Most people do have easier second births, yes. The hormone receptor sites in your cervix and uterus have been used before and tend to respond more quickly to labor hormones. Your ligaments have already been stretched once and will stretch more easily a second time.

Are there exceptions? Sure. But most people do have an easier time. I would just continue on with the mindset that it is going to be a positive experience.

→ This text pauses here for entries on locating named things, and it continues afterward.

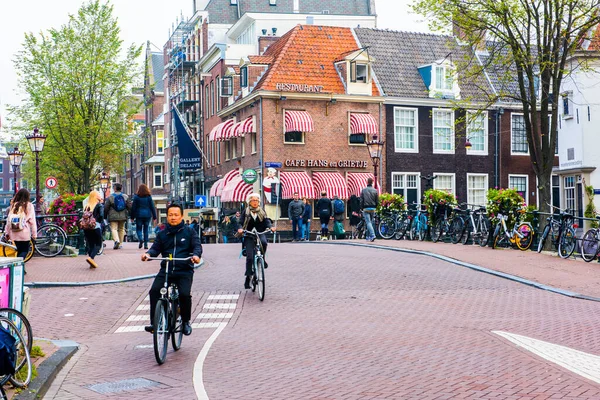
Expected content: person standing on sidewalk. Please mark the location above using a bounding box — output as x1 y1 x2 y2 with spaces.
83 190 104 268
360 178 379 242
104 183 131 249
131 183 156 249
5 188 37 270
288 192 304 242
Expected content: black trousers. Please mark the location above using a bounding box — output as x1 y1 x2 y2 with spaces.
150 268 194 324
83 228 102 260
244 235 267 276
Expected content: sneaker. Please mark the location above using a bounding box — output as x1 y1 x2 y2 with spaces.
85 257 98 268
183 321 192 336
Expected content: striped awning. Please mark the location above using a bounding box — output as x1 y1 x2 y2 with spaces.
221 175 253 203
313 172 350 200
350 113 379 135
348 172 381 197
279 171 317 199
285 110 314 132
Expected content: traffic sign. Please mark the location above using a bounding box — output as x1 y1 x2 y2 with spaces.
194 194 206 207
46 176 58 189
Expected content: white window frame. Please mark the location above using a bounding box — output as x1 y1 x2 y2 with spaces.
394 107 419 153
508 174 528 204
467 111 489 156
467 173 490 206
510 113 529 156
152 164 164 188
433 172 456 196
431 108 456 154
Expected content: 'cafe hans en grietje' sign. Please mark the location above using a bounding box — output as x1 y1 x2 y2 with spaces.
284 160 368 168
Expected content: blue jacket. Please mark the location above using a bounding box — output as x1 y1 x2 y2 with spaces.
131 194 156 219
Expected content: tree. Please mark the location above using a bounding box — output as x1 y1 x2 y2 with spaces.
11 0 142 193
412 0 600 211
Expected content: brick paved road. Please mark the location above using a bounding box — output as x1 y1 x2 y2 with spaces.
27 244 600 400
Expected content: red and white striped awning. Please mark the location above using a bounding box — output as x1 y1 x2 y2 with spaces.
348 172 381 197
285 110 314 132
350 113 379 135
279 171 317 199
221 175 253 203
313 172 350 200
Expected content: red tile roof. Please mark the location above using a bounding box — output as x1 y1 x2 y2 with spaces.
250 25 380 96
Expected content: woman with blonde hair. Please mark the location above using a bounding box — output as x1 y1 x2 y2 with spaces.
131 183 156 249
83 190 104 268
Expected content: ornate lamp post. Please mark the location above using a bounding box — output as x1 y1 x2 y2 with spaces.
100 171 110 200
7 147 25 194
25 128 46 215
367 135 384 183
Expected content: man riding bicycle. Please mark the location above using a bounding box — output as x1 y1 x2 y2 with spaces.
142 204 202 336
237 193 275 289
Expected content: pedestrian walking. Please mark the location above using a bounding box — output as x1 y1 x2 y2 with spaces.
5 188 37 273
288 192 304 242
300 197 312 241
360 178 379 242
131 183 156 249
80 190 104 268
104 183 131 249
316 190 333 240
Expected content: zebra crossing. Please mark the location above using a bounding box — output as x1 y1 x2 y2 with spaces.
114 294 240 333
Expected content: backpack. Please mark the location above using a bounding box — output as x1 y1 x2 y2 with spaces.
114 193 127 212
79 210 96 231
0 326 17 375
333 199 344 214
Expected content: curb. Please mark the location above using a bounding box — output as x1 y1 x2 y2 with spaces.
308 241 600 302
23 259 204 289
13 346 79 400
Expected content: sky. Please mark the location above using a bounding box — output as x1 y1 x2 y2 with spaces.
0 0 428 131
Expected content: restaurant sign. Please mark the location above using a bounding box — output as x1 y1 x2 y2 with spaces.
275 83 323 93
284 160 368 168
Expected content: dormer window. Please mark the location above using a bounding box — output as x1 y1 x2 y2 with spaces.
350 61 369 83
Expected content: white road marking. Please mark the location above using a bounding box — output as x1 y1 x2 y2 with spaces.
202 303 235 310
192 322 227 400
207 294 240 300
492 331 600 383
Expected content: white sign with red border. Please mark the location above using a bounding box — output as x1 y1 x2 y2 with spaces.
46 176 58 189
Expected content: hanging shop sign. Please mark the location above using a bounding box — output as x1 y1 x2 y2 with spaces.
284 160 369 168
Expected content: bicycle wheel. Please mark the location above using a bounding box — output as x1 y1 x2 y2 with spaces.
35 224 67 257
0 317 31 388
515 222 533 251
537 224 550 253
171 300 183 351
153 299 169 365
431 218 444 243
558 226 577 258
255 257 265 301
377 217 396 240
581 228 598 262
0 308 33 353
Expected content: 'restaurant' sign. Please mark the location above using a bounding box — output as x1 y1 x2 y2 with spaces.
275 83 323 93
284 160 368 168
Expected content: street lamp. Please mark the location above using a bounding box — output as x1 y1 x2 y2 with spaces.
7 147 25 194
100 171 110 200
367 135 384 182
25 128 46 215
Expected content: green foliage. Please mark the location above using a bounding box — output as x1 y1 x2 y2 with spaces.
11 0 142 193
423 189 457 220
48 193 88 235
375 193 406 215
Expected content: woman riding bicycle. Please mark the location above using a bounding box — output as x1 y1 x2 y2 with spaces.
237 193 275 289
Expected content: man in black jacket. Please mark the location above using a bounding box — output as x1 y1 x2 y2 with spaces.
142 204 202 335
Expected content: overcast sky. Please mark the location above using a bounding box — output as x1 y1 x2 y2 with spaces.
0 0 427 130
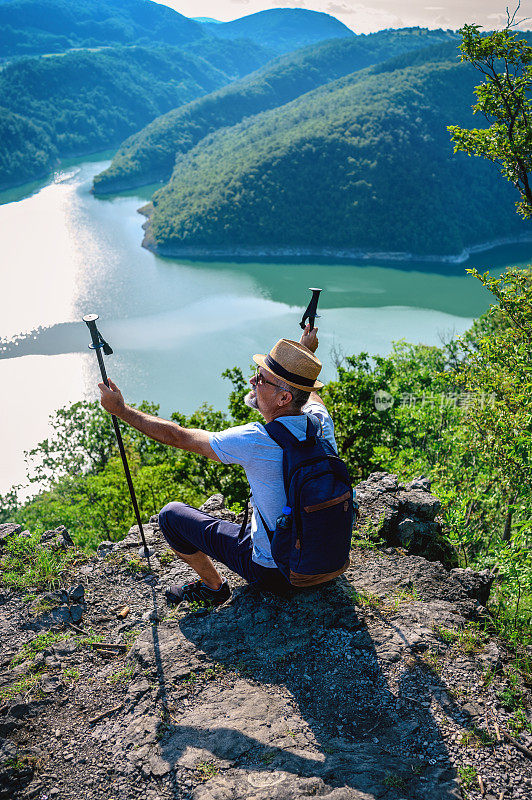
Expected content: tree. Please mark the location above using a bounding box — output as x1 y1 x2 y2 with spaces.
448 6 532 219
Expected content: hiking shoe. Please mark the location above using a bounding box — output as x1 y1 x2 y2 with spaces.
165 578 231 606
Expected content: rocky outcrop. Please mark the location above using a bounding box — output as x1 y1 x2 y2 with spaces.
0 488 532 800
356 472 457 567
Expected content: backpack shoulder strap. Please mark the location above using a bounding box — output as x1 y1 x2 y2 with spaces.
264 419 299 450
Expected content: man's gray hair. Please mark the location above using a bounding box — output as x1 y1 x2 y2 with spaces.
277 380 310 411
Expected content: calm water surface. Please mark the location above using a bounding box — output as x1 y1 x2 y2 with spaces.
0 156 532 492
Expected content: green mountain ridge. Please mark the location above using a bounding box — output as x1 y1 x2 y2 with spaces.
197 8 355 54
0 0 209 57
94 28 457 193
145 48 528 257
0 40 270 189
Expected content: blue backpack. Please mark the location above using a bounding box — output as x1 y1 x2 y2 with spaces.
257 415 354 587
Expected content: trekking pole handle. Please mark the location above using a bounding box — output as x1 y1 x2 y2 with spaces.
83 314 153 564
299 287 323 330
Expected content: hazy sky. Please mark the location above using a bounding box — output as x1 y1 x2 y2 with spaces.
157 0 532 33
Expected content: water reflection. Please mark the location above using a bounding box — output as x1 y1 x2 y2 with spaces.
0 156 528 492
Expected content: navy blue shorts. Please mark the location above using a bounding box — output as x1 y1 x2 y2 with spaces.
159 502 293 595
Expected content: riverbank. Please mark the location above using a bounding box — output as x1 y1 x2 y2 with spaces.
138 203 532 264
0 488 532 800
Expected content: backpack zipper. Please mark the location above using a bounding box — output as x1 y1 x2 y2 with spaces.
294 468 333 558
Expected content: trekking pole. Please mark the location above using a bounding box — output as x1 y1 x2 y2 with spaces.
299 287 323 330
83 314 154 564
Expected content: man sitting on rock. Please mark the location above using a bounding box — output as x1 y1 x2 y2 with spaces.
99 325 337 605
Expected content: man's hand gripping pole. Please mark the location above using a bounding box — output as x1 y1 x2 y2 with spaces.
83 314 154 564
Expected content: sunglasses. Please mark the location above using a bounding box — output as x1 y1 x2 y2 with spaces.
255 367 281 389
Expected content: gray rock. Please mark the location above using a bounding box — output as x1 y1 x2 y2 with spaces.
355 472 456 566
68 583 85 603
41 675 63 694
451 567 495 606
41 525 74 550
96 540 118 558
70 605 83 623
0 522 22 547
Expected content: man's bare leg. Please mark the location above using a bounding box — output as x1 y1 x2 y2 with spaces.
172 548 223 592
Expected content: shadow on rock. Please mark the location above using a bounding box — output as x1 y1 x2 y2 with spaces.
128 578 460 800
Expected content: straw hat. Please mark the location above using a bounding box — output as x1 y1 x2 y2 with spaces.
253 339 323 392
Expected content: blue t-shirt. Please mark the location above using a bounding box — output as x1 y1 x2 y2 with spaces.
209 402 337 569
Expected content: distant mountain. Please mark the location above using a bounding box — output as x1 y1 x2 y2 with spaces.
198 8 355 54
0 40 269 188
94 28 458 193
145 47 529 256
0 0 208 58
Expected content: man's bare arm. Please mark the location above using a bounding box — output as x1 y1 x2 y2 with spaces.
98 380 220 461
299 322 325 406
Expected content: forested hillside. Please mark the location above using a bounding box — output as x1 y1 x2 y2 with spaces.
94 28 457 193
198 8 355 53
0 0 209 58
0 40 269 188
146 47 525 255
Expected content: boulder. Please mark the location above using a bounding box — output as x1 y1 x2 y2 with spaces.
0 522 22 547
451 567 495 606
355 472 457 567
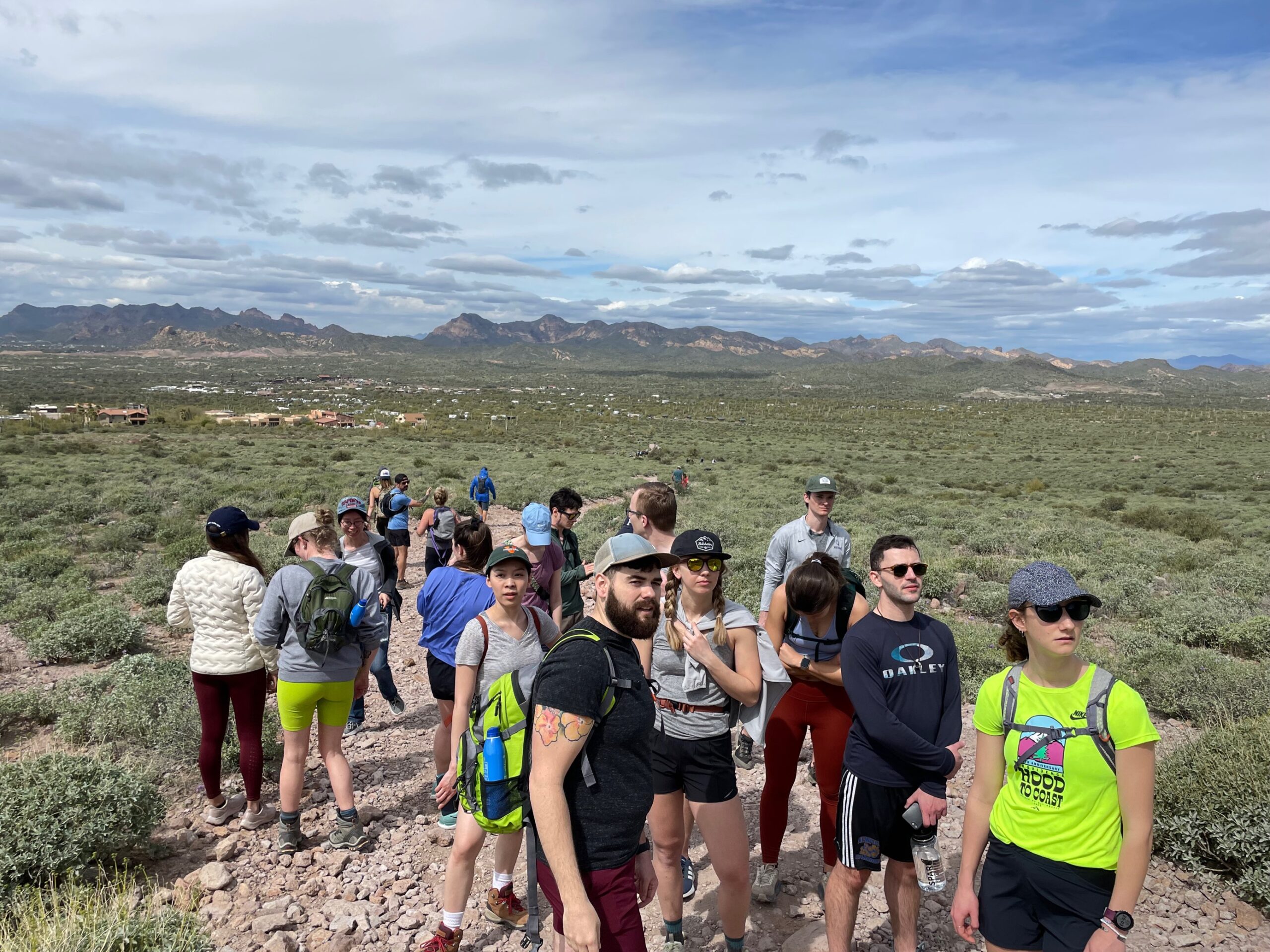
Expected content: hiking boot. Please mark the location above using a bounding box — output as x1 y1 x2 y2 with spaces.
680 855 697 901
419 925 463 952
203 793 247 827
326 816 371 849
239 803 278 830
485 885 530 929
749 863 781 902
278 820 305 855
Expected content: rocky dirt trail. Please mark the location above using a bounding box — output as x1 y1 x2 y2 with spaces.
112 500 1270 952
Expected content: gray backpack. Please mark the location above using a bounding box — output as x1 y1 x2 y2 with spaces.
1001 664 1116 773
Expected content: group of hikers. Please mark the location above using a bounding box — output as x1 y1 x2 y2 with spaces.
168 469 1159 952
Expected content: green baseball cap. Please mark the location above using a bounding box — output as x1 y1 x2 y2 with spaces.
807 474 838 494
485 543 533 575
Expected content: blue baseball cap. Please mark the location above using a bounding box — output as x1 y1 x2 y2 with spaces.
521 503 551 546
206 505 260 538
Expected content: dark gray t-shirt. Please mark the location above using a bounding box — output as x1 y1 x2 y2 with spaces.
651 599 758 740
454 605 560 694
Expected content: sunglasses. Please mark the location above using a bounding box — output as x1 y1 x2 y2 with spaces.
683 556 723 573
1032 601 1092 625
874 562 930 579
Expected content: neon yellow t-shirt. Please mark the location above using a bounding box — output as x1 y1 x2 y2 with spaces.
974 664 1159 870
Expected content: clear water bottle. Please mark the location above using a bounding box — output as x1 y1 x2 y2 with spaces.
909 828 946 892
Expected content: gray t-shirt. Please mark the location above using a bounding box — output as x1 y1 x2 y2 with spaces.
653 599 758 740
454 607 560 694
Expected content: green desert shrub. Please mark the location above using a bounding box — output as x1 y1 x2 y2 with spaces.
1156 717 1270 907
0 873 212 952
15 598 145 661
0 754 164 886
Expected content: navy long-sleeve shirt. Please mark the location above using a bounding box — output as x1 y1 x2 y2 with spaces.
841 612 961 797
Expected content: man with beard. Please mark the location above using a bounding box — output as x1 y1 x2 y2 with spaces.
824 536 961 952
530 533 680 952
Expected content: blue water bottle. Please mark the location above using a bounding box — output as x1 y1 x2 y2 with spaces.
348 598 371 628
481 727 512 820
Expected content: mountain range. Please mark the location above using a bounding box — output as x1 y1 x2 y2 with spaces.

Worry will not change anything and only teaches you to fear birth, which produces anxiety and tension. (Not a birthing mom's friend.)


----------



## danav (Jun 3, 2005)

My second birth was just DIFFERENT. In some ways it was better - it was shorter (the painful part, anyway), and I remained fully alert and aware through it, whereas during my first labor I "zoned out" and my memory was really fuzzy afterwards (no drugs, just how my body responded to the intensity of it all). I was overwhelmed the first time with the sheer power of labor, but the second time I felt more prepared (even though I recall thinking in the middle of it "Why the h*** did I want to do this AGAIN?" :LOL ). I had lots of back labor the second time, though, because of Noah's position, so the pain was different than in the first birth. And the actual birth was much worse the second time because he was suprise breech and required resucitation and transfer to the hospital. But he did come out faster (pushing stage was 35 min the first birth, 15 min the second birth).

So, I think there are so many variables that affect labor and birth you can't really compare easily - in general, your body has "been there, done that" and that usually makes it a bit easier, but other factors can influence the process as well.


----------



## Nosy (Feb 23, 2004)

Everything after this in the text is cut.